CHP'li Durmaz: Kelkit Havzası, Anadolu'nun kalan son ekolojik kalesidir

Cumhuriyet Halk Partisi Tokat Milletvekili Kadim Durmaz, Reşadiye ilçesinde yapılmak istenen maden arama projesini yargıya taşıdı. TÜPRAG METAL MADENCİLİK hakkında “TCK md.77 "İNSANLIĞA KARŞI SUÇ " , TCK md. 185" içme suyuna zehirli madde katma" ,TCK 305. Md. "Temel Milli Yararlara Karşı Faaliyette Bulunmak Üzere Yarar Sağlama", TCK md. 86-87 md. " Kasten yaralama " , TCK 257. md. “Görevi Kötüye Kullanma” , "Orman Kanunu’na muhalefet", TCK md. 181 "Çevrenin kasten kirletilmesi" , Çevre Kanununa muhalefet ‘ten suç duyurusunda bulundu.

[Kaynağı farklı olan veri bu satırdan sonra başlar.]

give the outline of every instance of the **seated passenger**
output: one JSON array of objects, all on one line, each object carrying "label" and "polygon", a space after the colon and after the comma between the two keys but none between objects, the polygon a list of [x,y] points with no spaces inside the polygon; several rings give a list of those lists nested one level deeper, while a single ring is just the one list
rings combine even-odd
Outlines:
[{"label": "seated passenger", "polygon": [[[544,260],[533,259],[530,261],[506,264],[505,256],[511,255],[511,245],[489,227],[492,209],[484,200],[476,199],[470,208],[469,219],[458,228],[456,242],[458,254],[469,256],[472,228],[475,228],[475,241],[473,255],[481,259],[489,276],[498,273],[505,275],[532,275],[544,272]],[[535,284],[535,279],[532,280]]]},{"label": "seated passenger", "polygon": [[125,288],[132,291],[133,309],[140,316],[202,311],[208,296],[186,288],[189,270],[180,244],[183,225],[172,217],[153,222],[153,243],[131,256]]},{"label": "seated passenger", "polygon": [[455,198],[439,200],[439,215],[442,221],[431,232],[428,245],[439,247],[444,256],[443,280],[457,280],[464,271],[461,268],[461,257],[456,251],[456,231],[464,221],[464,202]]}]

Vekil Haberleri 25.01.2021, 13:32
CHP'li Durmaz: Kelkit Havzası, Anadolu'nun kalan son ekolojik kalesidir

Durmaz yaptığı açıklamada:

“Reşadiye ilçemize bağlı Kuyucak, Yağşiyan, Demircili, Baydarlı ve Konak Köylerimizi, Ordu İli Mesudiye İlçesine bağlı Derebaşı, Birebir, Mahmudiye, Güzle ve Abdili Köylerini, Gölköy ilçesine bağlı Çatak, Çetilli köylerini olumsuz etkileyecek, Düşek ve Uzunbara yaylalarını, 5 asırdır pazar kurulan Selemen Yaylasını yok edecek, Delice Deresi ve Ordu Bolaman Çayı’nın da çıkış noktasında olan IV. Grup maden arama projesine karşı Reşadiye Cumhuriyet Savcılığına CHP İlçe Başkanımız Metin Erçıktı, İYİ Parti İlçe Başkanımız Ayşegül Karabay ve Kuyucak Köyü Muhtarımız Zekai Koyuncu ile tüm hemşerilerimiz adına suç duyurusunda bulunduk.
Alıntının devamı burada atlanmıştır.